I couldn't tell you the exact date of Aurora... I just know it was summer, I think July, and the week that the last Batman movie opened. I know Gabby Giffords was shot in January. I think the Sikh temple was in September.
Newtown was Dec. 14, 2012. It was the Friday of the first week I worked in schools.
Daniel Barden's family will never be able to forget that day. Neither will the families of 26 other people.
I admit to feeling a little sad that most news stories only say the tragedy affected "26 families." Nancy Lanza is almost always overlooked. While she did purchase the weapons that her troubled son used to murder 20 children and six educators, she became the first victim of his insane rampage. She is also a victim, and her family also grieves. Obviously she never thought he would do what he did. It cost her her life as well.
Barden's surviving parents and older siblings now must hold up through the Mother's Day last month and Father's Day soon that are reminders of who is missing. A family summer vacation is different.
Everything is different.
Look at that picture.
I see kids every day who look like Daniel Barden. The pure faces, the missing teeth, the smiles that come from someplace perfect.
Because of my great fortune to spend five weeks with one class, in the last three weeks I've been able to see some of the nuance and learn about the true personalities of these 22 children. I can't remember if I told this anecdote before, but recently at lunch, two girls in the class sat talking at the end of a table. I don't know what they were saying, but suddenly one of them burst out laughing. Not just a giggle -- a full-on howl of laughter. I wish I knew what made her so happy. But it was enough for me to see it. Because in that moment, a child was having a wonderful moment with another child.
I get to see these children get so excited about losing and growing teeth, about doing well in class, or working to do well in class, about the things that amuse and interest them. I have a window into a purity that parents and teachers only regularly see, and only people in schools see on such a broad scale.

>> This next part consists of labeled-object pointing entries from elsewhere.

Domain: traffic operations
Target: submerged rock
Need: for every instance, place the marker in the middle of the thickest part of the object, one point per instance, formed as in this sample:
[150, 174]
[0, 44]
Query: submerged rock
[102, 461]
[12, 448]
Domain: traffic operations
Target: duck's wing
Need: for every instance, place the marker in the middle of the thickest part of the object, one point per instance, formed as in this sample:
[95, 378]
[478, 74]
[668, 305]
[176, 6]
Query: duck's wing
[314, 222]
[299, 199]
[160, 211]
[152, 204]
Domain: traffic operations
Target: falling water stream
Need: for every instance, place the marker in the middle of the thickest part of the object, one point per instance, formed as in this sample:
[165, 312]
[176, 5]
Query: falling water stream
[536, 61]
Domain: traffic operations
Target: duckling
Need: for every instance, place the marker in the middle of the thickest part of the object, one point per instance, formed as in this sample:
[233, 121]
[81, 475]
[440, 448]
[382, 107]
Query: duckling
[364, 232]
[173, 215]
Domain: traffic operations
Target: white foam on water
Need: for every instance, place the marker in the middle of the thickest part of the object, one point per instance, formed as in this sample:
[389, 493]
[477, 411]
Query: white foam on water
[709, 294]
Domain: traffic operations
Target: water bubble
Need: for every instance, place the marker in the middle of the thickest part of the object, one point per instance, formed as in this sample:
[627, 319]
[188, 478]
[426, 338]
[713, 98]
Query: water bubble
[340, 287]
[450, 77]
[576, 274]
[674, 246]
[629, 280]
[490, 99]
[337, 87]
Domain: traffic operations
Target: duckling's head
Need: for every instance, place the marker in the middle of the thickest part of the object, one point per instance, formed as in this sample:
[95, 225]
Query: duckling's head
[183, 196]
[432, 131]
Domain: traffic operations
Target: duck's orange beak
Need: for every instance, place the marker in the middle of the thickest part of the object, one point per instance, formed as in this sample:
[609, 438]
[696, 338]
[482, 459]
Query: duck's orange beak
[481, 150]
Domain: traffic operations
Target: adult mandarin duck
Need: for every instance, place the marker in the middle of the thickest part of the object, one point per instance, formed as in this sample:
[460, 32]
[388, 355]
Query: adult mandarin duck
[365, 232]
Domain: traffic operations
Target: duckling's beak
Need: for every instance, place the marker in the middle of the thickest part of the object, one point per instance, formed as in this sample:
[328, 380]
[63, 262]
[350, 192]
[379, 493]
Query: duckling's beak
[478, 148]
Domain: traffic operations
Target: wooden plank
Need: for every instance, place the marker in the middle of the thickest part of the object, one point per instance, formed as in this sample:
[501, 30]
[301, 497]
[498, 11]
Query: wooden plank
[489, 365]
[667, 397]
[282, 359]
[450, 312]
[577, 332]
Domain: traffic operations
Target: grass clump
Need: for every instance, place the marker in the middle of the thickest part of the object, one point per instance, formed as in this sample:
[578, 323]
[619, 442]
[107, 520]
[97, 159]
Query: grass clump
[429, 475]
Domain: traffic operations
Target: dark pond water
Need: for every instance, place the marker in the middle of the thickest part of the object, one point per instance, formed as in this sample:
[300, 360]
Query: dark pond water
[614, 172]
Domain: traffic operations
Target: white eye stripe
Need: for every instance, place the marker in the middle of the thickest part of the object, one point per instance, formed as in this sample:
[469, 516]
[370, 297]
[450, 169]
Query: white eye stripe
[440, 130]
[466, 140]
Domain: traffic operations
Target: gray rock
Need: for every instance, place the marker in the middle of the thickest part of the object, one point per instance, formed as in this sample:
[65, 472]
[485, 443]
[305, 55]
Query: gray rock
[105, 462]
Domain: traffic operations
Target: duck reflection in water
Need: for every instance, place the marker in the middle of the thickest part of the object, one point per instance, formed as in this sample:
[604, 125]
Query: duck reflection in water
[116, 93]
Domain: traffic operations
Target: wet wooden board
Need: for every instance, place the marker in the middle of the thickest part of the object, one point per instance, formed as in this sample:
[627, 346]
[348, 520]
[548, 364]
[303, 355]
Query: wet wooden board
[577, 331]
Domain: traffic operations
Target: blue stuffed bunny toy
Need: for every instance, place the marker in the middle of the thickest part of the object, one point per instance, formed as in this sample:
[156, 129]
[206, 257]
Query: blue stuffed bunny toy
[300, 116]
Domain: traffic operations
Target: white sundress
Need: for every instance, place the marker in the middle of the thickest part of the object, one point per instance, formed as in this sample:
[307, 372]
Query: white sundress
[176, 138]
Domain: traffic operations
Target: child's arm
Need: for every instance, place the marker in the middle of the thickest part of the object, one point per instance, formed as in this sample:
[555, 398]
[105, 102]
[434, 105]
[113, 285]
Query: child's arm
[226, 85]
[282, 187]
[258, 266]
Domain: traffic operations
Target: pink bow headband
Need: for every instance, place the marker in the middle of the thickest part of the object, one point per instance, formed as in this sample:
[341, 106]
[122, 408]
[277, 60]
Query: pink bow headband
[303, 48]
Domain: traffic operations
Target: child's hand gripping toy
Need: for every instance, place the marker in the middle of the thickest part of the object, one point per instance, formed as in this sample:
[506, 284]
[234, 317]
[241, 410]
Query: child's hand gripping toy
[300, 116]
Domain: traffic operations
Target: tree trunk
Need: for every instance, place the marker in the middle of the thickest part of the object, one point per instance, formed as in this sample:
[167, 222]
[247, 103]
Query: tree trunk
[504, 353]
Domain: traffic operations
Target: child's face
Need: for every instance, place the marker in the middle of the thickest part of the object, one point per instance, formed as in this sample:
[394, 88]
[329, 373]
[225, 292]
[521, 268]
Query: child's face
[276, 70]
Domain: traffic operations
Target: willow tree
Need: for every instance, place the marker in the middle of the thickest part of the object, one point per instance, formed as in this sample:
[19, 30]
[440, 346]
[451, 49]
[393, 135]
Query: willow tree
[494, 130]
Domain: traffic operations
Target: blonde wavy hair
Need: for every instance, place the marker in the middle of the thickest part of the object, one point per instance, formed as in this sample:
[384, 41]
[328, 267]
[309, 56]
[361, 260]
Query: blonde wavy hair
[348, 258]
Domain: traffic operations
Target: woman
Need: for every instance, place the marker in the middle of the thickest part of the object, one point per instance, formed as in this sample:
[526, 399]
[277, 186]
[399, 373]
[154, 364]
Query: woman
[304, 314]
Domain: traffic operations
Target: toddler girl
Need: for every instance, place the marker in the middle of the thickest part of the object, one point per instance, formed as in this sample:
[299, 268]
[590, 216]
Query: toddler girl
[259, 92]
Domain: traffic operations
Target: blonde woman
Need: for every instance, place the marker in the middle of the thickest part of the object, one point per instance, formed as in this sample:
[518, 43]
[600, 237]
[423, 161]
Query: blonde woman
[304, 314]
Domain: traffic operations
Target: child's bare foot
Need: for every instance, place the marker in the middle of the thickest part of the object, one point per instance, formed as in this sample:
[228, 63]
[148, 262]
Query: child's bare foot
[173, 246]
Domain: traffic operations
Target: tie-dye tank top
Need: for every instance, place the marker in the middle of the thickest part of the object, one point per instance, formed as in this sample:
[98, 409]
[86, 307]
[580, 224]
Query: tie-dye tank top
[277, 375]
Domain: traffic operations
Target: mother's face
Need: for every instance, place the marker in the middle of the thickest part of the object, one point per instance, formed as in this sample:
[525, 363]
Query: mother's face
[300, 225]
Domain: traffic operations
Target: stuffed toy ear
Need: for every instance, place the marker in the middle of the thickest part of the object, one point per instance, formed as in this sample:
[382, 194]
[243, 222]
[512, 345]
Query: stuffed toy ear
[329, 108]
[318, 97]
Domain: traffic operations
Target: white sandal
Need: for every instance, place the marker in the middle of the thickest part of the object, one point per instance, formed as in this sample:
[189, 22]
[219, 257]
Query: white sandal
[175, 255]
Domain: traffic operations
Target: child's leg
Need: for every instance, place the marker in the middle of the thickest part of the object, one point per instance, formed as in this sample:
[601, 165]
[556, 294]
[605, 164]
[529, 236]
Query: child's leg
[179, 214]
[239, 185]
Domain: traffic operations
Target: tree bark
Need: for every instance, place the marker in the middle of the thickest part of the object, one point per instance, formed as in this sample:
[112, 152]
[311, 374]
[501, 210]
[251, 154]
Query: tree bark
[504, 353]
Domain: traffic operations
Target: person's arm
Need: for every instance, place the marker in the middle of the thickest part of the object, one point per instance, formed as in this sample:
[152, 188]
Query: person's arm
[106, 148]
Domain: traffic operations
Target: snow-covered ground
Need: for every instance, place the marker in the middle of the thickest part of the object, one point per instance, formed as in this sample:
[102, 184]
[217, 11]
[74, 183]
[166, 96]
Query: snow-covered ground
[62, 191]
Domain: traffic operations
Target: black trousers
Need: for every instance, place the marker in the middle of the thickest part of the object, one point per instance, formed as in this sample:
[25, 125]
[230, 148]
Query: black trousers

The kids are working on journals, and most of them are simple and brief. One girl, however, is working hard to have a gigantic book. She let me read it last week. About half the pages go like this:
- We went to the zoo. It was fun.
- I had a birthday party. It was fun.
- We went to the pool. It was fun.
And she's really proud that she has written so much.
You can't see this and not find it adorable and heartwarming. And this is what makes the tragedy of Sandy Hook so painful for the survivors, and so shameful that gun nuts refuse to allow sensible legislation to be enacted. Those mostly Republican senators who blocked legislation have a seat by the fire waiting for them some day.